Back when humans did not inhabit the world, there was only process that was pushing life forward: photosynthesis. It all started from organisms with a single cell, but then it quickly evolved into algae, from algae to mosses and from mosses to ferns. These organisms could draw energy from the sun and make it their own, fueling life on Earth.
The plants that we know and see today were not always like this. They had predecessors, older plants which had existed for many years before mammals and dinosaurs started walking the earth. We want to talk evolution, but it is impossible to talk about evolution without looking back at what we started with.
A number of fossilized plants have been recently discovered and this knowledge started heating up debates about the relationship that nature has with these early specimens. Some of them were discovered in the Pyrenees around one century ago, but scientists did not know what to make of them. They did not know if they were mosses, conifers or flowering plants.
But now a team of paleobotantists, under the careful aid of Bernard Gomez, have identified a fossil known as Montsechia which they believe to have lived approximately 130 million years ago and represents one of the earliest examples of an aquatic plant.

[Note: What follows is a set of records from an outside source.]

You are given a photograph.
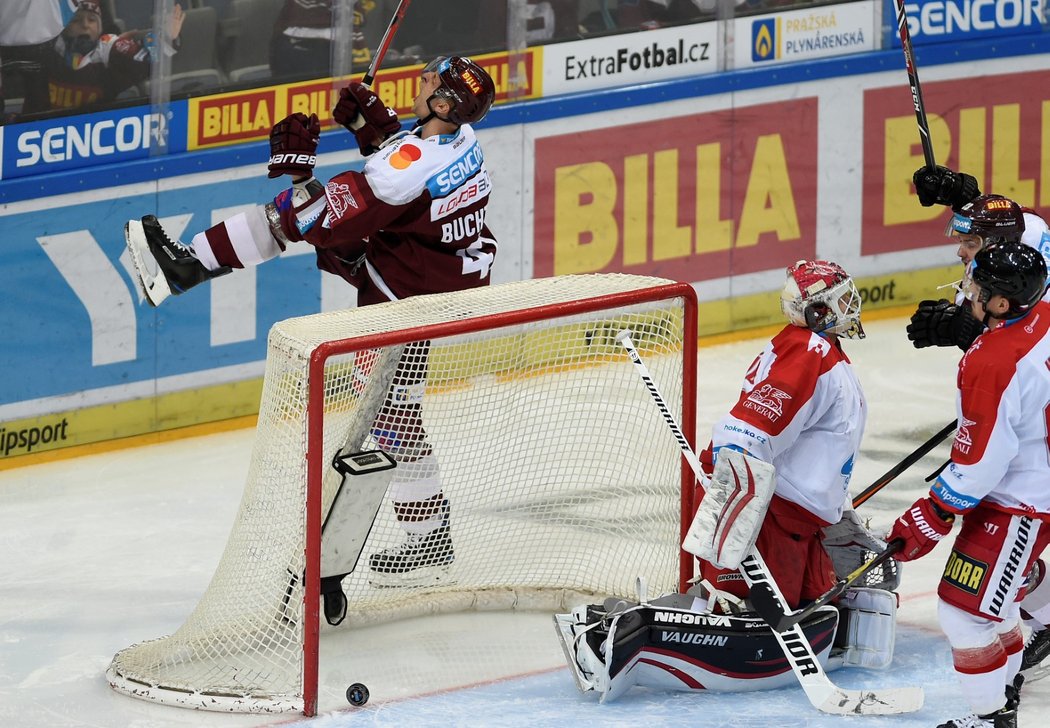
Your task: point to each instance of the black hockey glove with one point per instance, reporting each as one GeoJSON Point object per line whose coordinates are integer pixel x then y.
{"type": "Point", "coordinates": [943, 324]}
{"type": "Point", "coordinates": [365, 116]}
{"type": "Point", "coordinates": [293, 146]}
{"type": "Point", "coordinates": [941, 186]}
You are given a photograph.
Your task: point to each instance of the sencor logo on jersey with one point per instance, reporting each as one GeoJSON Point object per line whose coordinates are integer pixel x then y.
{"type": "Point", "coordinates": [457, 172]}
{"type": "Point", "coordinates": [476, 189]}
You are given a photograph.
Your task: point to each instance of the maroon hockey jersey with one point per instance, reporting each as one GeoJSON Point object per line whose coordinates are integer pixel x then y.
{"type": "Point", "coordinates": [412, 223]}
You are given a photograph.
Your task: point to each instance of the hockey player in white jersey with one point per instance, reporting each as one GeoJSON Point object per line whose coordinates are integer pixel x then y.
{"type": "Point", "coordinates": [799, 420]}
{"type": "Point", "coordinates": [977, 222]}
{"type": "Point", "coordinates": [802, 411]}
{"type": "Point", "coordinates": [995, 482]}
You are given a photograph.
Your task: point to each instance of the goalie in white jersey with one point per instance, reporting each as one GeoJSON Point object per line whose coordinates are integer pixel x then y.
{"type": "Point", "coordinates": [799, 422]}
{"type": "Point", "coordinates": [996, 481]}
{"type": "Point", "coordinates": [801, 410]}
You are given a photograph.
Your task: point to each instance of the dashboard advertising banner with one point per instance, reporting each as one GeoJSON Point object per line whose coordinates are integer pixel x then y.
{"type": "Point", "coordinates": [802, 35]}
{"type": "Point", "coordinates": [689, 199]}
{"type": "Point", "coordinates": [999, 137]}
{"type": "Point", "coordinates": [248, 116]}
{"type": "Point", "coordinates": [89, 139]}
{"type": "Point", "coordinates": [940, 21]}
{"type": "Point", "coordinates": [632, 58]}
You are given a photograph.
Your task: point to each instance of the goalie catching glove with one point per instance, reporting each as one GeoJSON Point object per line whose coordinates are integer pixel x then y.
{"type": "Point", "coordinates": [943, 324]}
{"type": "Point", "coordinates": [921, 527]}
{"type": "Point", "coordinates": [365, 116]}
{"type": "Point", "coordinates": [941, 186]}
{"type": "Point", "coordinates": [727, 524]}
{"type": "Point", "coordinates": [293, 146]}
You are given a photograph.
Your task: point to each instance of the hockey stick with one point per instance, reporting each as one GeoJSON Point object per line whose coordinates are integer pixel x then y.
{"type": "Point", "coordinates": [821, 692]}
{"type": "Point", "coordinates": [902, 26]}
{"type": "Point", "coordinates": [384, 44]}
{"type": "Point", "coordinates": [767, 605]}
{"type": "Point", "coordinates": [911, 459]}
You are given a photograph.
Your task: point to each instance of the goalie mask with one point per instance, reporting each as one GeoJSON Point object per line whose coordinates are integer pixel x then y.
{"type": "Point", "coordinates": [465, 85]}
{"type": "Point", "coordinates": [820, 296]}
{"type": "Point", "coordinates": [991, 217]}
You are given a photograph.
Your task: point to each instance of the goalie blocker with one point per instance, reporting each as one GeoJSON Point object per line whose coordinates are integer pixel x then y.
{"type": "Point", "coordinates": [668, 644]}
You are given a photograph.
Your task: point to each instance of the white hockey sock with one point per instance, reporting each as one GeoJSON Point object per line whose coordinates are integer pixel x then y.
{"type": "Point", "coordinates": [240, 241]}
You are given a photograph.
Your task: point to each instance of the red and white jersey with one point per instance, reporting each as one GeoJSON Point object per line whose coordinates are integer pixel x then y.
{"type": "Point", "coordinates": [801, 409]}
{"type": "Point", "coordinates": [1002, 454]}
{"type": "Point", "coordinates": [416, 212]}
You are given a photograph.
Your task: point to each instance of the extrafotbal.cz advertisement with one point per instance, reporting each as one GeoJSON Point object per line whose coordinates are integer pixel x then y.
{"type": "Point", "coordinates": [719, 190]}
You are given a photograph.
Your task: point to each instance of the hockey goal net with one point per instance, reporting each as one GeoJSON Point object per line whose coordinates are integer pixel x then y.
{"type": "Point", "coordinates": [559, 479]}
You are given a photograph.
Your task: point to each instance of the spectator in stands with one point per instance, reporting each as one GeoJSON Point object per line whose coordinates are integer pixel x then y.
{"type": "Point", "coordinates": [27, 28]}
{"type": "Point", "coordinates": [629, 15]}
{"type": "Point", "coordinates": [85, 66]}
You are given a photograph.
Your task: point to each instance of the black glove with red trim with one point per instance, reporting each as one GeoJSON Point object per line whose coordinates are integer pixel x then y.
{"type": "Point", "coordinates": [941, 186]}
{"type": "Point", "coordinates": [293, 146]}
{"type": "Point", "coordinates": [943, 324]}
{"type": "Point", "coordinates": [365, 116]}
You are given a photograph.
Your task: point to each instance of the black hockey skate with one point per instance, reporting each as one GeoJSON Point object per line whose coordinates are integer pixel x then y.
{"type": "Point", "coordinates": [1004, 718]}
{"type": "Point", "coordinates": [165, 267]}
{"type": "Point", "coordinates": [1036, 649]}
{"type": "Point", "coordinates": [422, 560]}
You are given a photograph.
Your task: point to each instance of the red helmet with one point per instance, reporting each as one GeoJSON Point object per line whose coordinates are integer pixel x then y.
{"type": "Point", "coordinates": [465, 86]}
{"type": "Point", "coordinates": [993, 217]}
{"type": "Point", "coordinates": [820, 296]}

After having studied the many collected fossils, the experts are certain that this very old specimen flowered and was pollinated under water, leading a similar lifestyle as the Ceratophyllum that we are very much aware of to this day.

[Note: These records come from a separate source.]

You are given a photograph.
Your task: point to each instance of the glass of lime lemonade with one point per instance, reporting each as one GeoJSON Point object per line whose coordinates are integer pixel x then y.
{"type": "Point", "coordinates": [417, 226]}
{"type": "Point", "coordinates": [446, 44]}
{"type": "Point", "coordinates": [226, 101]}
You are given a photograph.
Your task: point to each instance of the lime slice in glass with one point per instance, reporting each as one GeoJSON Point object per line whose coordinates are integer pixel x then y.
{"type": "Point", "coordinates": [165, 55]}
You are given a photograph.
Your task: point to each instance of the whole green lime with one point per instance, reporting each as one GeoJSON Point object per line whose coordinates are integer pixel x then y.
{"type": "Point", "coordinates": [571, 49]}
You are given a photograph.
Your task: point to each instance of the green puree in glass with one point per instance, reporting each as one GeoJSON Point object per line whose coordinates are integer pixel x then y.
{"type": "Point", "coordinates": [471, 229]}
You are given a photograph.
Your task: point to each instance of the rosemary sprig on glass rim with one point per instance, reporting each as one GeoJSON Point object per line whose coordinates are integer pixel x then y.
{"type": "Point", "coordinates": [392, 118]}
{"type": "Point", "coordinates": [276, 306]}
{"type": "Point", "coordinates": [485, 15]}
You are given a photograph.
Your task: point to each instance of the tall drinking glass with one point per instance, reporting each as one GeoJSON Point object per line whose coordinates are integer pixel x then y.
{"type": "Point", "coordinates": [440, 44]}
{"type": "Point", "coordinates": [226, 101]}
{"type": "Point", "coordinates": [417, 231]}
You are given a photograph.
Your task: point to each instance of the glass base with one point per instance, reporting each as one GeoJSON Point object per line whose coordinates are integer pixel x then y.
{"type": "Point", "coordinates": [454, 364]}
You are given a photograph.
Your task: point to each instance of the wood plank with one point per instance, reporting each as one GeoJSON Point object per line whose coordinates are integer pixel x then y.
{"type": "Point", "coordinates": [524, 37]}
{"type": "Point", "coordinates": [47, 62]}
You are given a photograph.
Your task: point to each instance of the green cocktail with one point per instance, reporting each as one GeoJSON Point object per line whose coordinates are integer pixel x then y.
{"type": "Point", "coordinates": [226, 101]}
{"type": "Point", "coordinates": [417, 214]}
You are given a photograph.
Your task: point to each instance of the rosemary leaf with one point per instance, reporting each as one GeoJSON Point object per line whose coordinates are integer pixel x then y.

In general, flowers are known to be “reproduction problem solvers”, adapting to the environment and trying to create new genetic material. The Montsechia understood its conditions and used water in order to disperse its pollen, reproducing without the aid of insects or wind.
Based on all the conducted studies, scientists believe that the Montsechia grew in lakes with fresh water and was completely submerged. It is classified as a flowering plant, despite having no actual flowers or not being similar to plants that we can see today. But the fact that it has seeds in her fruits makes her a worthy candidate for the flowering category.
What is truly fascinating is that the Montsechia did not appear to have any male flowers, like the majority have today. It seems as though Montsechia had a different set of flowers which contained pollen organs and carpels. This is the way the plant managed to reproduce over the years.